Dava konusu ürünler ile ilgili yerinde inceleme esnasında yapılan tespitler; …… no’lu iki siparişin üretildikten sonra pat üzerindeki düğmelerinin kimyasal testten kalması üzerine- ürünlerin pat kısmında kullanılan düğmelerin değişimi için fasona gönderildiği, önceki kimyasal testten kalan düğmelerin yerlerinden söktürüldüğü ve yeni temin edilen düğmelerin diktirildiği yeniden ütü paket işlemlerinden geçirildiği ve bu iki siparişin sonuç olarak bu ürünleri alım yapan ….. firmasına teslim edilmiş olduğu, …… Test raporuna göre; bu ürünlere alt test raporu içeriğinde karşılaştırmalı yapılan incelemede, gizli ayıba konu ve bu doğrultuda reklamasyona konu olabilecek hususların tespit edildiği, ……. (Orange-turuncu renk] no’ lu siparişin ise üretildikten sonra pat üzerindeki düğmelerinin kimyasal testten kalması üzerine, ürünlerin pat kısmında kullanılan düğmelerin değişimi için fasona gönderildiği, önceki kimyasal testten kalan düğmelerin yerlerinden söktürüldüğü ve yeni temin edilen düğmelerin diktirildiği yeniden ütü paket işlemlerinden geçirildiği ancak sürenin müşterinin satış için belirlediği süreyi geçmesi nedeniyle bu renkteki siparişin …… firması tarafından red edildiği ve ürünlerin davacı firmada bulunduğu tespit edilmiştir.
Tekstil Mühendisi bilirkişi tarafından, davacı iddialarına konu teşkil eden ayıplı ticari emtiaların incelenmesi ve tarafların ticari defter kayıtları içeriğinde yapılan incelemelerin dava dosyası içeriği, bilgi ve belgeler ile karşılaştırmak incelenmesi sonucunda; taraf defter kayıtlarının birbirini doğruladığı. 6102 sayılı TTK 64/3 ve HMK 222 madde hükümleri gereği sahibi lehine delil niteliğine haiz olduğu görülmüştür.
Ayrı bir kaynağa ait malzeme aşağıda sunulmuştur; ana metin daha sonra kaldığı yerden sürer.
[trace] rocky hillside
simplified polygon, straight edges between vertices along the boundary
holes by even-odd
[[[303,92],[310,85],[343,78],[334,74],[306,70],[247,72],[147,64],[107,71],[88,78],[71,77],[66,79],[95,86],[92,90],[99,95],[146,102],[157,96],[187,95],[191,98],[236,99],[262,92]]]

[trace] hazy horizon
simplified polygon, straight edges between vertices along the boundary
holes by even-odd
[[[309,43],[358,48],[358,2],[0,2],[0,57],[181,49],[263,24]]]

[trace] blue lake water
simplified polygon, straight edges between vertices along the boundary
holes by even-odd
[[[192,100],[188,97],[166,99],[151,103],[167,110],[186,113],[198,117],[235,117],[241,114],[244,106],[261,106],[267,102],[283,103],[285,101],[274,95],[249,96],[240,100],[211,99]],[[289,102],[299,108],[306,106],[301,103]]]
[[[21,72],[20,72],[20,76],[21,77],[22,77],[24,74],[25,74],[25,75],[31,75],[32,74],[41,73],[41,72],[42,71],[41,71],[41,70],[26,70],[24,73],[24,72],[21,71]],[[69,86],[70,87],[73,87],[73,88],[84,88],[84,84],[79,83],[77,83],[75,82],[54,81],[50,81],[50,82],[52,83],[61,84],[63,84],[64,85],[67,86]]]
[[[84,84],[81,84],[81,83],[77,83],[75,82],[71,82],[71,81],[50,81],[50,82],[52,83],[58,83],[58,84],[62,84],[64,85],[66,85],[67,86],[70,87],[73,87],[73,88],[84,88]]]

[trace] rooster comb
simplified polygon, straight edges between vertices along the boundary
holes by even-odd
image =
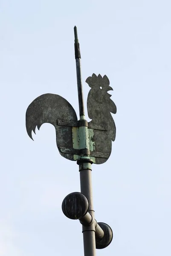
[[[87,79],[86,82],[88,84],[91,88],[97,85],[98,86],[107,87],[109,86],[110,84],[109,80],[107,76],[105,75],[102,77],[100,74],[97,76],[95,74],[93,74],[92,76],[89,76]]]

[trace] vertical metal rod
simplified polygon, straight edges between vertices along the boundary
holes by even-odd
[[[85,112],[84,105],[83,91],[82,84],[81,70],[81,54],[80,45],[78,38],[77,27],[74,27],[75,35],[75,56],[76,61],[76,70],[77,72],[77,80],[78,93],[78,96],[79,110],[80,119],[85,119]]]
[[[81,159],[83,160],[83,159]],[[94,218],[93,209],[92,183],[91,179],[91,163],[83,163],[79,164],[81,192],[89,200],[89,212]],[[96,256],[95,223],[90,226],[82,226],[84,256]]]
[[[79,109],[80,119],[85,119],[85,112],[84,105],[83,92],[82,85],[81,72],[81,54],[80,46],[78,39],[77,28],[74,27],[75,35],[75,55],[76,61],[76,69],[77,71],[77,87],[79,101]],[[88,137],[86,136],[87,127],[84,129],[81,129],[83,127],[79,127],[80,137],[84,135],[85,140],[82,140],[80,142],[81,148],[88,148],[89,141]],[[82,133],[83,133],[83,134]],[[91,180],[91,164],[93,161],[90,159],[89,154],[86,156],[81,155],[77,161],[79,165],[79,170],[80,175],[81,192],[86,195],[89,200],[89,213],[94,218],[94,211],[93,209],[92,184]],[[91,225],[88,226],[82,225],[83,233],[84,249],[84,256],[96,256],[96,239],[95,239],[95,223],[92,221]]]

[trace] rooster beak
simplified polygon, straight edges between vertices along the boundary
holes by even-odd
[[[108,92],[108,91],[109,90],[113,90],[113,88],[110,87],[110,86],[108,86],[108,87],[107,87],[107,92]],[[108,93],[107,93],[107,94],[109,95],[109,98],[110,98],[110,97],[112,96],[111,94],[110,94]]]

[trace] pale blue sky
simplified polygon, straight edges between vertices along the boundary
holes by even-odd
[[[83,255],[81,227],[61,205],[80,191],[53,127],[35,141],[25,113],[58,94],[78,114],[73,27],[86,102],[93,73],[109,79],[117,107],[110,158],[93,165],[96,218],[114,239],[97,256],[170,256],[171,2],[0,0],[0,256]]]

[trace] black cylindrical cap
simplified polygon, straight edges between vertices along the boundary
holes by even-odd
[[[98,222],[99,225],[104,232],[104,236],[100,240],[96,239],[96,249],[103,249],[110,244],[113,238],[112,229],[108,225],[103,222]]]
[[[86,214],[89,208],[87,198],[80,192],[74,192],[68,195],[62,204],[62,211],[66,217],[77,220]]]

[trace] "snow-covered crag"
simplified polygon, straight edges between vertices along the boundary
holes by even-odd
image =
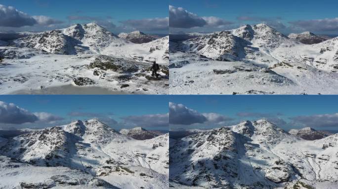
[[[0,45],[0,93],[54,94],[41,90],[72,85],[107,91],[99,94],[167,94],[169,41],[134,43],[94,23],[32,34]],[[151,76],[154,62],[158,78]]]
[[[337,37],[307,45],[260,24],[170,45],[173,94],[338,93]]]
[[[338,134],[305,140],[264,120],[247,121],[170,139],[169,178],[174,187],[334,189],[338,148]]]
[[[324,37],[317,36],[310,32],[305,32],[300,33],[290,33],[288,36],[291,39],[309,45],[321,43],[327,40]]]
[[[147,35],[140,31],[134,31],[129,33],[120,33],[119,37],[131,41],[134,43],[148,43],[160,38],[158,36]]]
[[[311,127],[304,127],[301,129],[291,129],[289,133],[309,140],[321,139],[329,136],[326,132],[317,131]]]
[[[150,131],[140,126],[130,129],[124,128],[120,130],[120,132],[134,139],[140,140],[150,139],[159,135],[157,132]]]
[[[23,165],[25,167],[33,165],[50,171],[59,170],[61,167],[80,170],[84,173],[82,175],[86,175],[83,179],[88,183],[93,179],[102,180],[99,182],[109,185],[105,188],[113,186],[117,188],[163,189],[168,185],[168,134],[136,140],[93,119],[10,138],[0,148],[0,154],[20,161],[25,164]],[[8,183],[1,179],[2,174],[13,175],[14,170],[27,174],[27,170],[18,168],[9,170],[12,166],[7,167],[6,174],[1,171],[0,177],[0,183],[5,188],[19,188],[22,182],[28,182],[23,178]],[[40,181],[46,182],[50,179]]]

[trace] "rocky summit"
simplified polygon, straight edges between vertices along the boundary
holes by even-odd
[[[16,178],[0,186],[165,188],[169,137],[136,140],[97,119],[33,131],[0,142],[0,180]]]
[[[265,120],[170,139],[170,186],[334,188],[338,141],[338,134],[306,140]]]

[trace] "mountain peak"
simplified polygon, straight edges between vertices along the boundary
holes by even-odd
[[[307,35],[316,35],[314,33],[310,32],[303,32],[302,33],[301,33],[300,34],[307,34]]]
[[[311,130],[311,131],[317,131],[317,130],[316,130],[314,128],[311,128],[311,127],[309,127],[309,126],[308,126],[308,127],[304,127],[304,128],[302,128],[302,129],[300,129],[300,130]]]
[[[145,128],[143,128],[140,126],[137,126],[136,127],[132,128],[131,129],[134,130],[147,130]]]
[[[144,33],[138,30],[136,31],[131,32],[130,32],[130,33],[136,34],[137,35],[145,35]]]

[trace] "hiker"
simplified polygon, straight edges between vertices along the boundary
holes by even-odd
[[[150,70],[153,70],[152,73],[151,73],[151,75],[152,76],[156,76],[156,78],[159,77],[159,74],[156,73],[156,71],[159,70],[160,69],[160,66],[159,66],[159,64],[156,63],[156,62],[154,62],[153,63],[153,66],[151,67],[151,68],[150,68]]]

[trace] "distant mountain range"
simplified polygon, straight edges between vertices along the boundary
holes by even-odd
[[[186,35],[169,42],[172,94],[337,92],[338,37],[308,32],[291,38],[264,24]]]
[[[333,189],[338,186],[338,134],[304,140],[265,120],[170,139],[170,185]]]
[[[164,188],[169,137],[136,140],[92,119],[1,139],[0,187]]]

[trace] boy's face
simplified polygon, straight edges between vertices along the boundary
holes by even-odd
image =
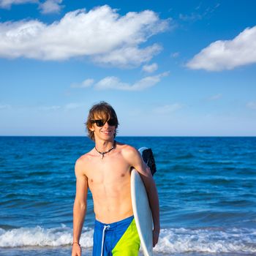
[[[94,132],[95,140],[97,139],[102,140],[113,140],[116,132],[115,120],[110,118],[105,121],[105,118],[99,115],[95,115],[91,131]]]

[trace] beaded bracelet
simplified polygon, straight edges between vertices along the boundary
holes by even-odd
[[[73,244],[72,244],[72,245],[74,245],[74,244],[78,244],[80,246],[80,245],[78,242],[73,242]]]

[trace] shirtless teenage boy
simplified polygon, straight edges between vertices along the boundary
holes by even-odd
[[[159,235],[159,207],[157,187],[148,166],[133,147],[116,142],[118,125],[113,108],[107,102],[94,105],[88,116],[86,127],[95,147],[75,163],[76,195],[73,209],[72,256],[80,256],[79,240],[86,211],[88,188],[95,213],[93,256],[138,255],[140,238],[133,218],[130,171],[140,174],[151,205],[153,246]]]

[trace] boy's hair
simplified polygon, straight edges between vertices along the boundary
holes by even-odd
[[[106,122],[110,118],[116,119],[116,130],[114,132],[114,138],[116,136],[116,132],[117,132],[116,128],[118,127],[119,124],[118,124],[118,120],[117,118],[116,111],[110,104],[105,102],[100,102],[99,103],[94,104],[91,108],[89,113],[88,114],[87,121],[86,122],[88,136],[91,140],[95,141],[94,133],[90,129],[90,128],[93,124],[91,122],[91,120],[94,120],[95,117],[97,118],[99,117],[101,119],[103,119],[104,122]]]

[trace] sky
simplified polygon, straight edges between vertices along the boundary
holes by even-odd
[[[0,135],[256,136],[254,0],[0,0]]]

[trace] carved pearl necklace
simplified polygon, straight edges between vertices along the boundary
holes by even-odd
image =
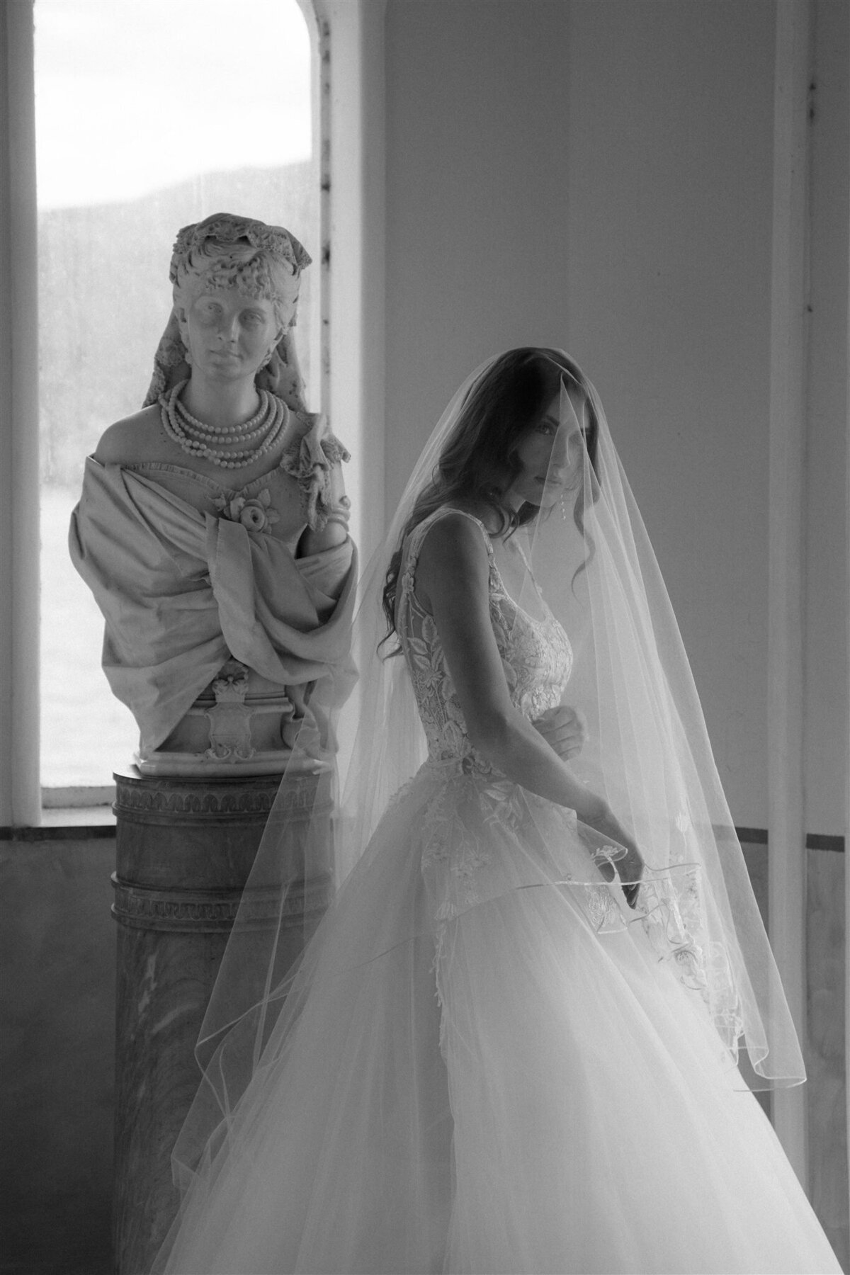
[[[260,407],[250,421],[217,428],[191,416],[181,403],[180,393],[187,384],[187,380],[180,381],[168,394],[159,395],[162,426],[186,455],[203,456],[222,469],[245,469],[280,439],[289,418],[289,409],[283,399],[275,398],[268,390],[257,390]],[[212,446],[213,442],[251,445],[227,451]]]

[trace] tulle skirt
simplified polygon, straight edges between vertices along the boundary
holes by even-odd
[[[393,803],[157,1270],[840,1270],[700,997],[571,884],[575,816],[535,877],[511,799]]]

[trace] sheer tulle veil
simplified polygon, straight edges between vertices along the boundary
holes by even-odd
[[[798,1084],[804,1068],[796,1035],[655,555],[595,389],[566,354],[543,353],[561,384],[565,445],[558,473],[547,478],[561,496],[548,509],[526,509],[511,532],[528,562],[515,601],[534,617],[542,595],[568,634],[573,671],[563,700],[587,720],[587,741],[568,765],[607,797],[645,861],[628,907],[617,875],[622,848],[580,829],[587,867],[568,885],[587,891],[600,931],[646,929],[659,961],[669,963],[714,1020],[717,1049],[739,1066],[742,1084]],[[175,1151],[184,1187],[214,1160],[246,1088],[285,1060],[336,904],[313,933],[316,919],[331,894],[339,898],[345,880],[363,871],[382,813],[426,761],[405,660],[394,654],[395,635],[384,641],[382,592],[417,499],[497,362],[479,367],[452,398],[362,576],[357,683],[352,688],[348,667],[329,667],[316,681],[198,1043],[203,1082]],[[404,553],[396,565],[404,571]],[[515,880],[493,889],[565,886],[530,854]],[[407,933],[362,935],[345,959],[364,968],[387,943],[413,945],[423,927],[422,912],[412,908]]]

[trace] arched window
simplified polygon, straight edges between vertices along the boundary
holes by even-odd
[[[145,395],[181,226],[245,213],[305,244],[297,340],[322,405],[311,15],[307,0],[36,0],[45,805],[110,801],[138,738],[66,534],[85,455]]]

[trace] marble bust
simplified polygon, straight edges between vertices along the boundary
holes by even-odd
[[[143,774],[282,771],[317,681],[350,685],[348,453],[307,411],[292,340],[308,264],[250,218],[181,229],[143,409],[85,464],[70,552]]]

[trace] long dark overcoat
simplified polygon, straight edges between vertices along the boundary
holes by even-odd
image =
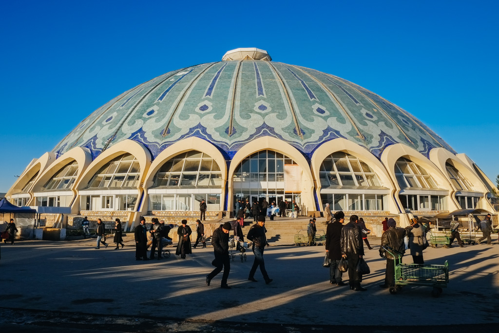
[[[192,253],[192,249],[191,248],[191,234],[192,233],[192,230],[191,230],[191,227],[187,225],[186,225],[186,229],[187,233],[184,231],[184,227],[182,225],[177,229],[177,234],[179,235],[179,244],[177,245],[177,251],[175,251],[175,254],[177,256],[180,256],[181,254],[181,249],[184,243],[185,243],[186,246],[186,254],[190,255]],[[188,234],[187,240],[184,242],[182,240],[182,238],[186,233]]]

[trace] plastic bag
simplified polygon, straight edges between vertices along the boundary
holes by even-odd
[[[369,267],[367,266],[367,263],[366,262],[366,261],[363,258],[360,258],[358,262],[357,263],[355,270],[359,274],[362,274],[363,275],[364,274],[369,274],[371,273],[371,270],[369,269]]]
[[[331,259],[329,259],[329,252],[326,252],[326,255],[324,256],[324,263],[322,263],[323,267],[329,267],[331,266]]]
[[[341,258],[341,260],[340,260],[340,264],[338,265],[338,270],[343,273],[345,273],[348,270],[348,262],[343,257]]]

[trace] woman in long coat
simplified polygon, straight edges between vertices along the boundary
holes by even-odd
[[[179,235],[179,244],[177,245],[177,251],[175,254],[177,256],[180,255],[183,259],[186,259],[186,255],[190,255],[192,253],[192,250],[191,249],[191,234],[192,230],[191,227],[187,225],[187,220],[182,220],[182,225],[179,227],[177,229],[177,234]],[[185,241],[184,238],[186,238]]]
[[[121,248],[123,249],[123,247],[125,246],[125,244],[123,244],[123,239],[122,238],[121,231],[121,222],[120,221],[119,219],[116,219],[115,220],[116,224],[114,225],[114,239],[113,240],[113,242],[116,243],[116,247],[114,248],[115,250],[118,250],[118,245],[121,245]]]
[[[428,247],[425,228],[418,222],[417,219],[412,220],[413,229],[409,234],[409,248],[414,264],[424,265],[423,250]]]

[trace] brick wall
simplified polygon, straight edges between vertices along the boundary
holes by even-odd
[[[86,216],[90,222],[90,228],[97,228],[97,219],[100,219],[106,226],[107,230],[114,229],[114,220],[118,218],[121,221],[121,225],[124,227],[130,219],[131,212],[127,211],[81,211],[79,215],[68,215],[68,228],[80,228],[81,221]]]
[[[55,224],[57,217],[57,214],[42,214],[40,215],[40,219],[38,220],[40,228],[51,228]]]

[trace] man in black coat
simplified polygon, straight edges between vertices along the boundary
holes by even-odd
[[[135,260],[149,260],[147,258],[147,229],[145,219],[140,219],[140,224],[135,227]]]
[[[224,289],[231,289],[227,285],[227,279],[229,278],[229,273],[231,272],[231,260],[229,256],[229,232],[231,231],[231,223],[226,222],[213,232],[212,245],[213,246],[215,259],[212,264],[215,267],[215,269],[206,276],[207,286],[210,286],[212,279],[222,272],[223,267],[224,274],[222,277],[220,288]]]
[[[279,202],[279,217],[282,217],[284,215],[286,217],[286,207],[287,206],[287,202],[285,200],[281,200]]]
[[[331,260],[329,266],[329,283],[336,284],[336,286],[346,286],[341,280],[343,273],[338,267],[341,260],[341,248],[340,239],[341,238],[341,229],[345,222],[345,214],[339,211],[334,213],[334,221],[327,225],[326,229],[326,252]]]
[[[204,238],[205,226],[199,220],[196,220],[196,223],[198,224],[196,229],[196,234],[197,234],[198,236],[196,238],[196,243],[195,243],[194,245],[192,246],[192,247],[193,249],[196,249],[196,247],[198,246],[198,244],[201,241],[201,243],[203,243],[202,248],[204,249],[206,247],[206,240]]]
[[[364,256],[364,243],[362,232],[358,224],[359,217],[352,215],[350,222],[341,229],[340,247],[341,255],[348,261],[348,278],[350,289],[356,292],[363,292],[367,289],[360,286],[362,275],[357,273],[355,267]]]
[[[201,200],[201,203],[199,204],[199,210],[201,212],[201,216],[199,218],[202,221],[206,221],[206,209],[207,209],[206,203],[205,199]]]
[[[97,219],[97,246],[96,249],[100,249],[100,243],[104,244],[106,248],[108,244],[106,243],[103,238],[106,235],[106,226],[102,223],[102,220],[100,219]]]

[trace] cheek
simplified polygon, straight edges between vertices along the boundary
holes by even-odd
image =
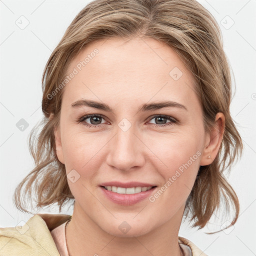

Ayıplı ürünlerle ilgili, düğme söküımü ve yeni düğmelerin tekrar dikimi, ütü ve paket, ürünlerin kolilenmesi için yapılan 2. işlemlerin ödemelerinin hesaplamalarının davacı tarafından el yazısı île aşağıdaki şekilde yapıldığı, fason olarak yaptırılan bu işlemlerin irsaliyeli faturalarının mevcut olduğu. kesilen faturalarda yer alan işlem ücretlerinin ilk kez yapılan işlem tutarları olarak pivasa değerlerine uygun olduğu tespit edilmiş olup, dava konusu 80.886.18-TL’lik reklamasyon fatura bedelinin toplamı itibariyle gizli ayıplı ürünleri temsil niteliğine haiz olduğu değerlendirilmiş olmakla birlikte, ayıp konusu ürünlerin yeniden düğme dikilmesi sonrasında uygulanan ütü paket işlemlerinin piyasa koşullarında fiyatlandırmasında aynı işleminin 2.kez yapılmış olması nedeni ile %50 indirimli yapılabileceği, bu nedenle bilirkişilerce ütü paket fıyatı toplamı olan 61.742,52-TL’nin %50sinin tenzili ile ütü paket tutarı olarak 30.871,26-TL hesaplanması gerektiği, bunun sonucunda davacı şirketin 50.014,92-TL alacaklı olduğu tespit edilmiştir.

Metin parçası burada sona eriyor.